Background An ageing population with complex co-morbidities and rising public expectation for high quality life sustaining treatment has seen a rising demand for critical care. End of life care strategy (2008) recommends delivery of high quality service in all locations including acute hospitals.
Aim and method To retrospectively review all referrals to Hospital Palliative Care Team (HPCT) over a 12 month period from specialist and general critical care units of a large teaching hospital. The objectives were:1) to identify reasons for referral, 2) to assess impact of palliative care interventions on patient care and 3) to identify the unique challenges of providing palliative input into critical care. Information was extracted from Infoflex, an electronic patient database that captures details of referral, diagnosis, patient assessment and palliative care interventions.

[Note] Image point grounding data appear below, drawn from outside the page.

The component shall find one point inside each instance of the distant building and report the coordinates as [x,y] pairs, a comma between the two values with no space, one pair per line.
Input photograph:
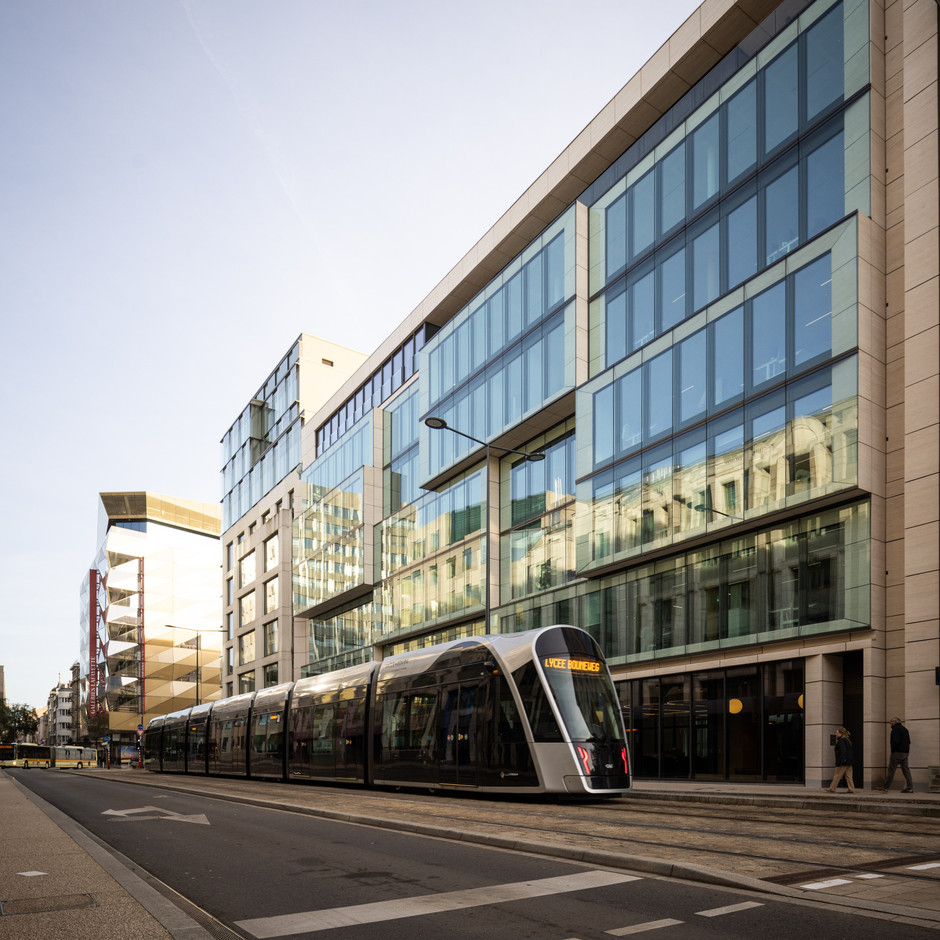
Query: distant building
[59,715]
[151,614]
[261,455]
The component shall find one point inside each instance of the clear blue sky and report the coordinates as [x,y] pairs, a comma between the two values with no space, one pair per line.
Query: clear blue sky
[186,185]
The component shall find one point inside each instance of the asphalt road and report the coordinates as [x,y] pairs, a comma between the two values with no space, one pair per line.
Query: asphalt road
[267,872]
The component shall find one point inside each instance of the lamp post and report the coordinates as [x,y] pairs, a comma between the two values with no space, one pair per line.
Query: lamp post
[439,424]
[701,507]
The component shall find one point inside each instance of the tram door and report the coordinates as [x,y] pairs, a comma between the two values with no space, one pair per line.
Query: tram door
[460,722]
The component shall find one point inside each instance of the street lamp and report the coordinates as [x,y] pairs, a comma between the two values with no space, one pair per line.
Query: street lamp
[439,424]
[701,507]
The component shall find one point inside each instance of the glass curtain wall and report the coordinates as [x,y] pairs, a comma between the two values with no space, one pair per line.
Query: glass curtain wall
[752,409]
[263,445]
[743,724]
[506,354]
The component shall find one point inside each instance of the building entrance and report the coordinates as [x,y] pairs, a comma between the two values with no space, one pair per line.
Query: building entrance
[742,724]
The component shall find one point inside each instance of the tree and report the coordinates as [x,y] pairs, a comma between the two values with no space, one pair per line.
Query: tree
[17,721]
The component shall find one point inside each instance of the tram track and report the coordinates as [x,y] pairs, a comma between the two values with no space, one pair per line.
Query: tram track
[730,837]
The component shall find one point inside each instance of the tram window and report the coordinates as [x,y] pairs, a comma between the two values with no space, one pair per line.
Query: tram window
[321,744]
[539,710]
[408,720]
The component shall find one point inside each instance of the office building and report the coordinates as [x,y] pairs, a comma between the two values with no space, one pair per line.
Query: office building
[261,454]
[713,322]
[59,715]
[151,632]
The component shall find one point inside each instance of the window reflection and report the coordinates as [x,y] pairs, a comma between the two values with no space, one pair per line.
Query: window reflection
[789,579]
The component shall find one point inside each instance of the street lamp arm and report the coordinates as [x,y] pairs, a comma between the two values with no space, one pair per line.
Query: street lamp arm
[439,424]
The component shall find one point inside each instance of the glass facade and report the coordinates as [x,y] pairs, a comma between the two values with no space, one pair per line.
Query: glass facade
[329,535]
[151,617]
[682,348]
[743,724]
[434,557]
[506,355]
[263,445]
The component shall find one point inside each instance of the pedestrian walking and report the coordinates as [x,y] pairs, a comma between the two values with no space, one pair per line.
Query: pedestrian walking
[900,752]
[845,758]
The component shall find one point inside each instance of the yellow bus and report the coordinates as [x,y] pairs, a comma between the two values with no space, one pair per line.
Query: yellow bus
[74,756]
[19,754]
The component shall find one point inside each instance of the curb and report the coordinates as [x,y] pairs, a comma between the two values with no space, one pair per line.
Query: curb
[637,863]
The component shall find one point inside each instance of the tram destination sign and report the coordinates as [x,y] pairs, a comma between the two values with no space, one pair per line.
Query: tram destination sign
[571,664]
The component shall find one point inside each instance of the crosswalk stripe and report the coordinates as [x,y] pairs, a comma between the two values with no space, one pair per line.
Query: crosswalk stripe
[310,921]
[642,928]
[730,909]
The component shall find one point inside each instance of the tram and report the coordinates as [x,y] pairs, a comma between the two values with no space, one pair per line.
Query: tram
[531,712]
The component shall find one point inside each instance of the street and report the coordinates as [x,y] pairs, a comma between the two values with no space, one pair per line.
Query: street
[266,872]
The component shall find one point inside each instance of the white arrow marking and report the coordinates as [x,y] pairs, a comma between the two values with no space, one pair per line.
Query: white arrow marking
[161,813]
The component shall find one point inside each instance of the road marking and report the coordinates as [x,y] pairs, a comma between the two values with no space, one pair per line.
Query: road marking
[820,885]
[730,909]
[310,921]
[642,928]
[135,815]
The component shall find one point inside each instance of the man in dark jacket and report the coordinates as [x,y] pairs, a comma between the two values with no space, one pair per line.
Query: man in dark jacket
[900,751]
[844,760]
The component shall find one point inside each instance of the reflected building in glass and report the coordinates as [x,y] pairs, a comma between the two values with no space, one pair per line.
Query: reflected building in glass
[714,319]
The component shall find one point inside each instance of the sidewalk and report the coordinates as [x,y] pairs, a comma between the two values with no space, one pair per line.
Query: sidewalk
[56,879]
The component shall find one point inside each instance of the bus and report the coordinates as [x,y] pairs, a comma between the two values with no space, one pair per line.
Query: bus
[74,756]
[24,755]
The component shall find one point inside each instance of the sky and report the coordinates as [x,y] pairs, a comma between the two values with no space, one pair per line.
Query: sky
[187,185]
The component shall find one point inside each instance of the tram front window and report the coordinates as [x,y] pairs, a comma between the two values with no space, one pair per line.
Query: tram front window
[584,698]
[581,687]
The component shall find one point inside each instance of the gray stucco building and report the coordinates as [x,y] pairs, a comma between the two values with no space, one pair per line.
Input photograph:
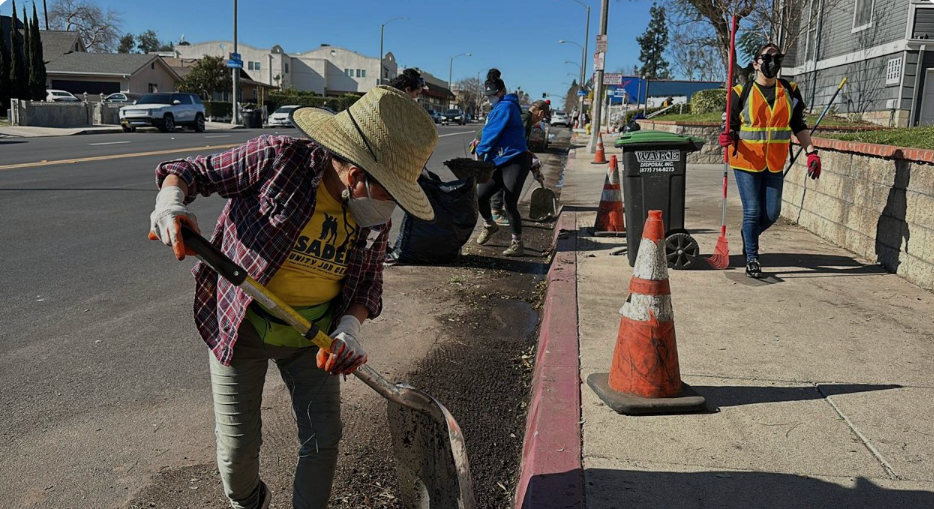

Results 36 patients (22 male, 14 female) median age 65.5 (range 39–94) from critical care facilities were referred to HPCT over 12 months. 21 had a diagnosis of malignancy. Reasons for admission included sepsis, multi organ failure and post-operative care/complications. The reasons for referral were symptom control, support with withdrawal of therapy and management of terminal care including support to carer. 32 out of 36 patients have died. Of these, only 11 died in a critical care unit. The HPCT was able to facilitate and achieve preferred place of death outside acute hospital for 11 patients. The biggest challenge was communication as the combination of critical illness and invasive interventions often diminished the capacity of patients to make decisions. Discontinuity of care and accepting the shift in goals from intensive treatment to palliative care was emotionally difficult for staff and family.
Conclusion Despite the challenges, it is possible and appropriate to give compassionate palliative care to dying patients and their carers in a critical care setting through good interdisciplinary team working and communication, adopting a proactive approach.